Comparison of Database libraries
The Purpose of this document is to list our different options for database libraries going forward. This issue is raised because it has become evident that our existing DB abstraction library is no longer satisfactory. We seek to find the best fit given our business and technical needs.
The problem
As you may well know, the database is the backbone of our software. Because of this, interaction with the database comprises a substantial portion of our code. Furthermore, additional code is required to prepare for said database interaction, and yet more code to process the output.
This all works well enough as is, one could say. It certainly has gotten us this far, but I think the time has come to step back a bit and contemplate the way we do a few things. Because of it's repetition throughout the enormous volume of code out there, and the volume of code we have yet to write, It would seem that a small reduction in code volume and complexity would end up having a tremendous effect. Any simplification to the interface of the DB library would be multiplied by hundreds or even thousands of occurrances throughout the code. It would Increase readability, decrease overall complexity as well as bugs, and potentially quicken on-boarding of new employees.
Consider a DB call that currently looks like this:
return $self->_error('_enum failed') unless
my $Estatus = $self->_enum('alloc','status');
my $allocs = $dbh->select(
-table => 'allocation',
-fields => 'alloc_id product_id date status quantity',
-where => {
product_id => ['d in',@{$prodids}],
status => ['d in', $Estatus->_multi('active inactive')],
},
);
foreach my $alloc (@{$allocs}){
if($alloc->{status} == $Estatus->active))
$dbh->update(
-table => 'allocation',
-fields => {
quantity => ['d', $alloc->{quantity} + 1],
},
-where => {
alloc_id => ['d',$alloc->{alloc_id}],
},
);
}
}
Could potentially be made to look like this:
my $allocs = $dbh->allocation->where( product_id => $prodids, status => 'active inactive' );
while (my $alloc = $allocs->next){
if($alloc->status eq 'active'){
$alloc->quantity( $alloc->quantity + 1 );
}
}Obviously it's a whole lot shorter, and why are there no fields specified on the record retrieval? we'll get to that in a bit.
One must also consider some of the pre and post DB processing that is frequently involved.
- enum coding and decoding
- building lookup hashes
- date conversion (to and from unixtime)
- other database lookups
- adding customer / user info to the resultset
- storage and retrieval of attributes
- checking for errors
A quick perusal through our code will show that the Enum system is the worst offender of these.

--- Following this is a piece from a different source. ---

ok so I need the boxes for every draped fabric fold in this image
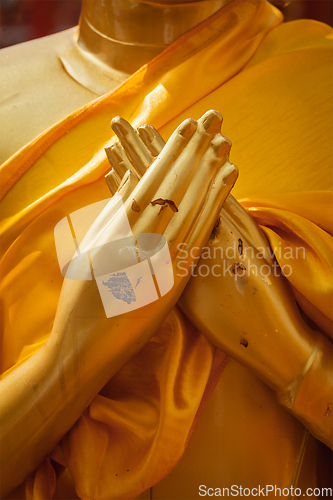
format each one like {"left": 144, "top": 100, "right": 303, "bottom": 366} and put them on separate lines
{"left": 52, "top": 310, "right": 228, "bottom": 500}
{"left": 240, "top": 192, "right": 333, "bottom": 338}
{"left": 1, "top": 0, "right": 332, "bottom": 498}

It's not uncommon to see a sight such as this in a majority of our database interacting subroutines:
return $self->_error('_enum failed') unless
my $Estatus = $self->_enum('corr','status');
return $self->_error('_enum failed') unless
my $Etype = $self->_enum('corr','type');
return $self->_error('_enum failed') unless
my $Eaction = $self->_enum('corr','action');
return $self->_error("type not found: $params{type}") unless $Etype->{$params{type}};
$fields{type_id} = ['d',$Etype->{$params{type}}];
... database code ...
The solution
The solution to these problems is fairly straight forward in theory... We must find or build a library that is aware of the data structure. It must know what tables have what fields. It must know what fields are enums, what fields are dates, what fields are integers, and so on.
'''Enter, the ORM'''
An [Relational Mapper] is basically a DB interface layer that is entirely object oriented. It allows a relational database to behave in much the same way as a true object database. If executed well, an ORM affords the user all of the power of a relational DB, combined with the ease of use of an object database, and none of the flaws (Lack of scalability, etc)

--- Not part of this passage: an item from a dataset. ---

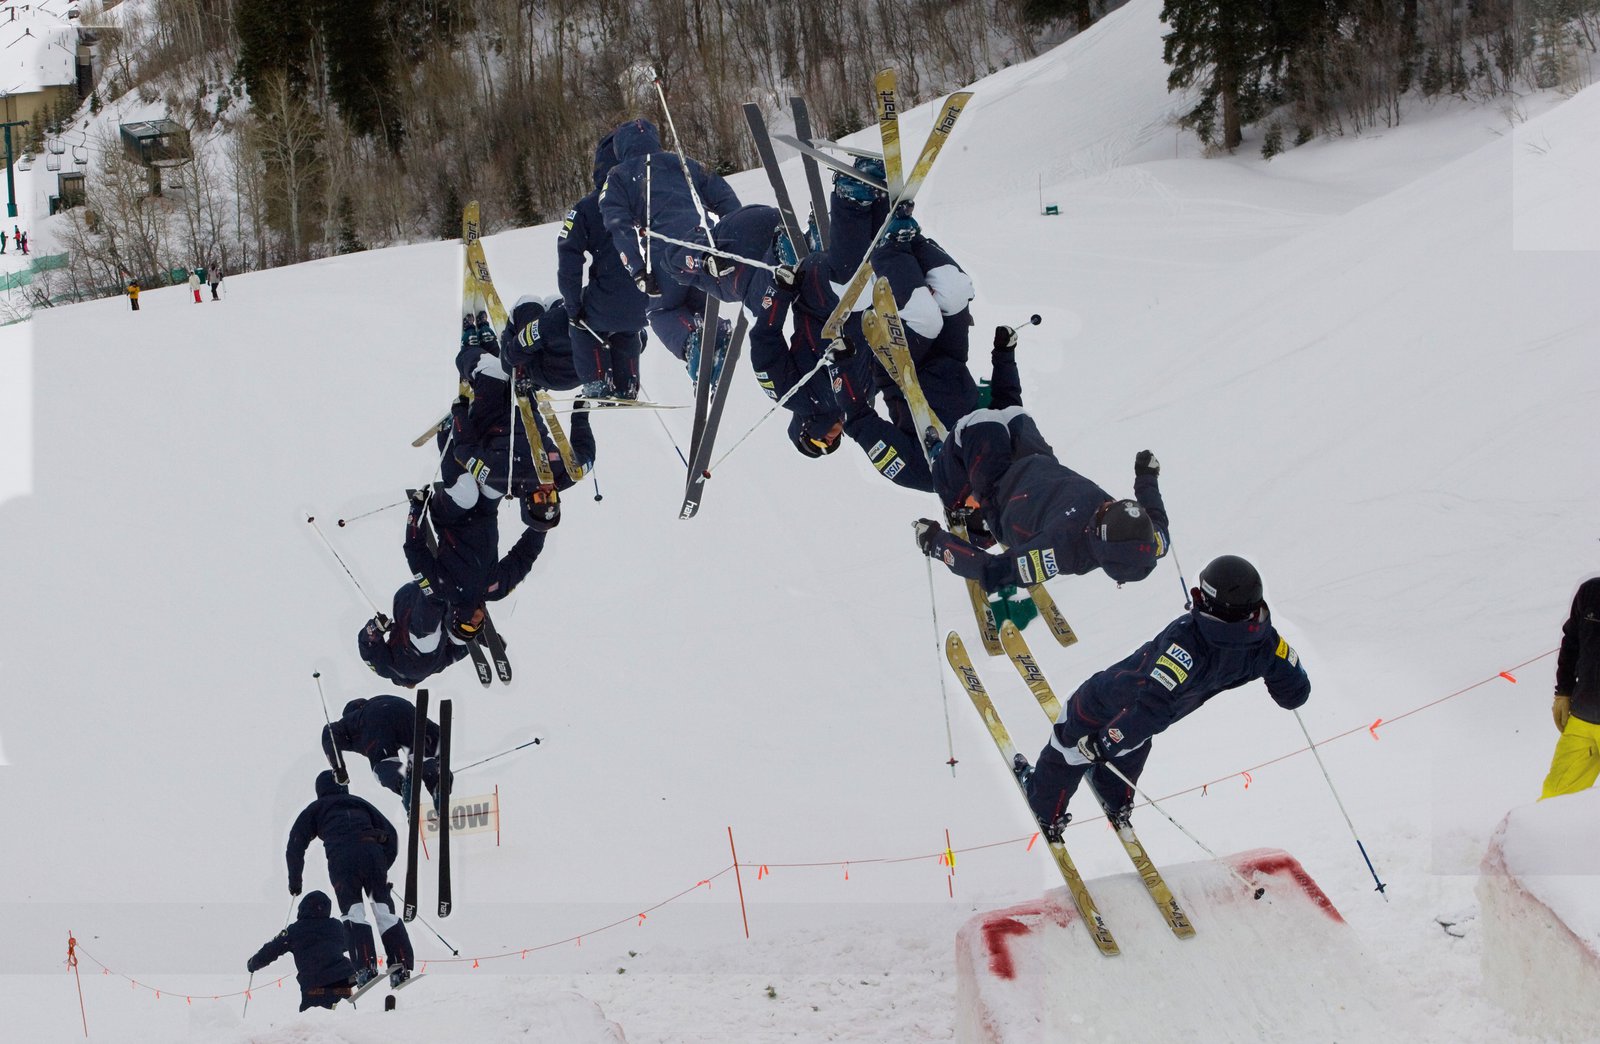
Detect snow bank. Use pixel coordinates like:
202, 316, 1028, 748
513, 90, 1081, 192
954, 848, 1411, 1042
1478, 789, 1600, 1040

The ORM option that we select should, at a minimum, achieve the following:
- Simplify the syntax for common DB tasks, as compares to our existing library.

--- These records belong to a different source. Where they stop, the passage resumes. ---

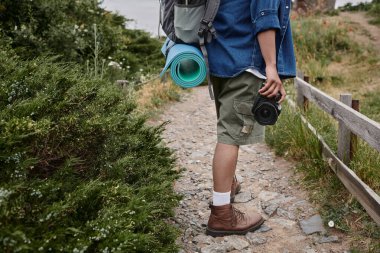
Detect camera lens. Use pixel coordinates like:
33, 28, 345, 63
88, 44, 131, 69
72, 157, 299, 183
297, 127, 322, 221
254, 103, 278, 125
260, 108, 272, 119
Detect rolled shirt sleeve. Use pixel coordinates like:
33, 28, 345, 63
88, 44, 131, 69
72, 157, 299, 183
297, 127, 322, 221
251, 0, 281, 36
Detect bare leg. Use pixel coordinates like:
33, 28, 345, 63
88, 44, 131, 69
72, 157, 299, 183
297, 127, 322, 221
207, 143, 264, 236
212, 143, 239, 192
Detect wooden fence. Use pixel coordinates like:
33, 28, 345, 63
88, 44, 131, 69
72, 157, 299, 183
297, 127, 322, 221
291, 73, 380, 225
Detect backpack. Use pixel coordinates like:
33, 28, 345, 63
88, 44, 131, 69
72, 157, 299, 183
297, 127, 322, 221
159, 0, 221, 99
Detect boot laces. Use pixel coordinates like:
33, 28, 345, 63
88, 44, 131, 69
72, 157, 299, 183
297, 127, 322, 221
232, 206, 246, 226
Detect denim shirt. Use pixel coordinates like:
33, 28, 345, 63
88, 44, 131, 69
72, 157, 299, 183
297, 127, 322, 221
206, 0, 296, 79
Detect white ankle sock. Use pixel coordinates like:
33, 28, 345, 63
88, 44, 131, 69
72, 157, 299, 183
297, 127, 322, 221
212, 191, 231, 206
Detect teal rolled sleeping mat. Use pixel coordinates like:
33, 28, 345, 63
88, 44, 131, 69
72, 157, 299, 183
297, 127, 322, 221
160, 39, 206, 88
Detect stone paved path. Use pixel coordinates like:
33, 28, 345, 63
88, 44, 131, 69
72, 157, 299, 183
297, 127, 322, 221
155, 86, 351, 253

- allow for fields to be updated in an OO fashion, instead of building a full update statement.
- Automatically translate enums bidirectionally
- Automatically translate dates bidirectionally
- Preserve our ability to execute multiple statements inside of a transaction
- Simplify or eliminate the building of lookup hashes
- Enforce constraints on values allowed into fields (length, data type, regex, etc)
Expanding DBR
DBR as it stands now is a pretty simplistic library. It is not currently an ORM, and instead functions as an SQL abstraction layer with the added benefit of login/password management and connection caching. My First instinct is to expand DBR to meet these requirements. In fact, the work to do so has already begun... I have a slightly ambitious, but achievable plan that should do just what we need. That said, reinventing the wheel is best reserved for cases when there are no previously invented wheels that will do. So It's worth having a sanity check to make sure we aren't passing up any better options.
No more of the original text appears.